March 5, 2009
Across Canada, people are in jail because courts relied on what they believed to be accurate accounts of events by trained RCMP officers, supported by their notes made at the time.
The Dziekanski inquiry is raising troubling questions about the reliability of that evidence. The contradictions and inaccuracies in the evidence of the three officers who have testified suggest they were incompetent or dishonest.
Hours after the death, the officers made notes on what happened that night at the Vancouver airport. They were interviewed then, and again the following day, by investigators. Their accounts were wildly inaccurate and self-serving.
Const. Kwesi Millington, who fired the Taser repeatedly, told investigators that Robert Dziekanski was obviously agitated when the officers arrived. Video shows he was standing calmly.
Millington said Dziekanski raised a stapler in the air, assumed a "combative stance" and stepped toward the officers in a "threatening manner." Video evidence shows he didn't raise the stapler or advance on the officers.
Millington told homicide investigators that Dziekanski didn't fall when hit with the Taser the first time and had to be shot again and then wrestled to the ground by the officers. In fact, as the video shows and Millington conceded, there was no struggle. Dziekanski collapsed on his back as soon he was hit, writhing in pain, his legs in the air. Millington zapped him with the Taser again, one second after releasing the trigger from the first shock. And then again, and again, and again.

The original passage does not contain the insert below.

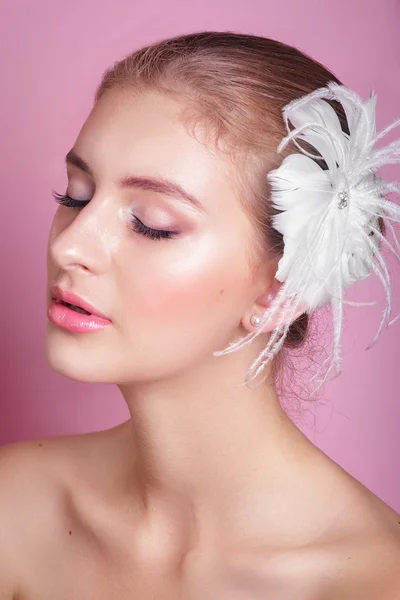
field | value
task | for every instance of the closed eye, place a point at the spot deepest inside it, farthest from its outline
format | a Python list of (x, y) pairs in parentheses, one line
[(137, 225)]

Const. Bill Bentley, another officer on the scene, wrote in his notes that "subject grabbed stapler and came at officers screaming." He told RCMP officers investigating the incident that Dziekanski "came at the police screaming." Those statements were not true, as Bentley conceded in giving evidence last week.

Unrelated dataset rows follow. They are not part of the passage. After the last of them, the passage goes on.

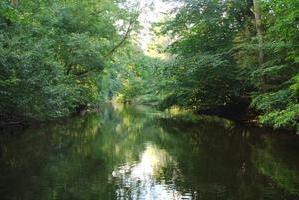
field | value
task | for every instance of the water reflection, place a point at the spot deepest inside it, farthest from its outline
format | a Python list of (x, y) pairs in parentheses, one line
[(138, 153), (141, 180)]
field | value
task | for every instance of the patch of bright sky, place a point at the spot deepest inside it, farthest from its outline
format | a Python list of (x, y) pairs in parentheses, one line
[(152, 11)]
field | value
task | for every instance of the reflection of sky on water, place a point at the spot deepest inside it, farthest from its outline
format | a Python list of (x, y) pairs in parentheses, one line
[(139, 180)]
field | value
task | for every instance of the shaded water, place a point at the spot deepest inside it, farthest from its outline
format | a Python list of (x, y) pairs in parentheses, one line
[(133, 153)]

Bentley told investigators that as soon as the officers arrived, Dziekanski "started backing up, looking for something to grab. He uses an object and putting that in front of him he kind of swung it at us." That was not true.

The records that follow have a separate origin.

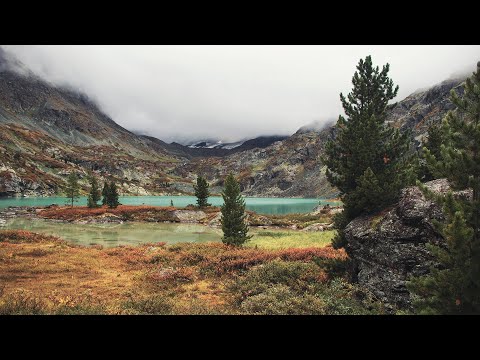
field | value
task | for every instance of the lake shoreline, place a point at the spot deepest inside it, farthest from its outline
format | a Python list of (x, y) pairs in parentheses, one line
[(210, 216)]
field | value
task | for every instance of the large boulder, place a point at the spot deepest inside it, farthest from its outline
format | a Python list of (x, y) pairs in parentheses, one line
[(389, 247)]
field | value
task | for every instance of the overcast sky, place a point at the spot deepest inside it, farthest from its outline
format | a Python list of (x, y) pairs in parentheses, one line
[(232, 92)]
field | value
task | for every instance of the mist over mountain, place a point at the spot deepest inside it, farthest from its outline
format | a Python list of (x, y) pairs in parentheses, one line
[(231, 93)]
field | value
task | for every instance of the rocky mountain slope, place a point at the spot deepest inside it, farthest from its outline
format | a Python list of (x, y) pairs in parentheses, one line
[(47, 131), (293, 166)]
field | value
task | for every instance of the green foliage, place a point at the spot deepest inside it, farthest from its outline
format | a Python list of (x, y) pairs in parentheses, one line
[(453, 286), (367, 161), (433, 144), (112, 200), (105, 191), (297, 288), (110, 195), (72, 188), (153, 305), (201, 192), (94, 196), (234, 226)]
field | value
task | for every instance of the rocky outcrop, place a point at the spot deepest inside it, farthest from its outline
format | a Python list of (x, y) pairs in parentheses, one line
[(389, 247)]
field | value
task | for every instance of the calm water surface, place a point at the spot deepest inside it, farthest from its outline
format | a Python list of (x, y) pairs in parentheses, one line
[(110, 235), (259, 205)]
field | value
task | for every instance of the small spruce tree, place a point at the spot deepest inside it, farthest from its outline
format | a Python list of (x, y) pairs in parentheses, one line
[(234, 226), (72, 188), (201, 192), (94, 196), (433, 144), (112, 199), (105, 193), (453, 286)]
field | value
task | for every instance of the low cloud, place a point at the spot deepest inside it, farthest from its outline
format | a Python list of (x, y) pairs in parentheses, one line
[(186, 93)]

And he too told investigators that officers had to wrestle Dziekanski to the ground as he was "fighting through" the Taser. Also false.
Const. Gerry Rundel told investigators that Dziekanski had waved the stapler above his head in a threatening way. The video showed that evidence was false.
These are not questions of judgment. Three officers provided inaccurate, even false, information to homicide investigators. If not the for the video, shot by a Victoria man who was in the airport, their statements might have been accepted. The truth would never have come out.
The RCMP's reputation is being brutally damaged every day this inquiry continues. The force has not taken any position on the inaccurate evidence provided investigators. There has been no indication obstruction of justice charges were considered.
There are just the images of Dziekanski's horrible death, and the glaring contradictions between the officers' statements and what really happened.